If I put many diamonds together and measure them all at once, the error of measurement will become small relative to the weight of all the diamonds together. Pretty cool.
This gets us to random error. Error that is truly random averages out. Literally, it averages out. Half the time the measured score should be higher than the true score. Half the time it should be lower. If you measure the same thing over and over and average all of them, those errors should cancel each other out and you should get the true score. Even in those larger categories of graded diamonds, there is some measurement error. However, if you have many categories of stones, adding them together should give you a correct answer. If it doesn't, they start checking - first at the weight of each diamond. Then sweeping the desk, bench, and area around it.
Psychologists (and professors) use the same principles in developing measures. The exact same principles are used when creating the items for a test. Imagine you are trying to develop a new measure. Last week my class worked on a project where we tried to develop a 10-item scale to measure student conscientiousness. We wanted to develop a Likert scale, meaning that people rated themselves on how well each item described them from 1 (not at all like me) to 5 (describes me exactly).
To start with, we developed more than 60 potential questions that we could ask, all of which were thought to tap student conscientiousness. A few samples items are listed below.
Once we picked our final 10 questions, we our plan was to average the answers to all 10 questions to give each person a score, with 5 being the highest (very conscientious) and 1 the lowest (not conscientious). The goal was for each of the ten questions to get at some aspect of student conscientiousness. Essentially, we were asking the same question 10 different ways.
Why didn't we just ask one really good question? It is rare for psychologists to develop a measure or questionnaire that is just one question long - usually we have a least three. Many intro psych students have filled out depression inventories of measures of self-esteem that are 10-100 questions long. Why? For the same reason that diamond graders weigh large numbers of diamonds rather than each diamond one at a time: measurement error.

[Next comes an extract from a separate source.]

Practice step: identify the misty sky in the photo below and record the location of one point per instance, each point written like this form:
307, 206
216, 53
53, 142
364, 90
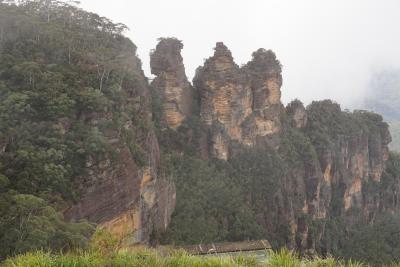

Every time you answer a question on a questionnaire, your answer reflects two components: your true score and measurement error. In the case of our measure, your true score would reflect how conscientious you were as a student. But other things go into your answer as well. For example, it would also reflect how well you read and how you interpretted the question. One person might understand 'working on tough assignments until I've exhausted all my options' as being a 20 minute process of trying to figure something out. Another person might interpret that as meaning re-reading their book, going through their notes, checking on the internet, talking to a TA or going to help desk, and finding other students. The difference in how people READ the question helps determine how they answer the question. And the differences in their scores that are due to interpretation, not conscientiousness, are error.
Some error is systematic (I tend to circle 5s or 1s and avoid 2,3,4, while you might like those middle numbers). But some is just random. Asking more questions on our questionnaire will minimize random error, just as measuring more diamonds a time minimizes random errors in weight.
The same principle applies in classroom tests. A long test with many questions will tend to minimize the effect of students randomly misreading one question or randomly guessing on a question they didn't happen to study. On a short test, those random errors have a much larger effect on scores.
Although long tests can be exhausting, they tend to reflect true knowledge better than a short test with similar good questions.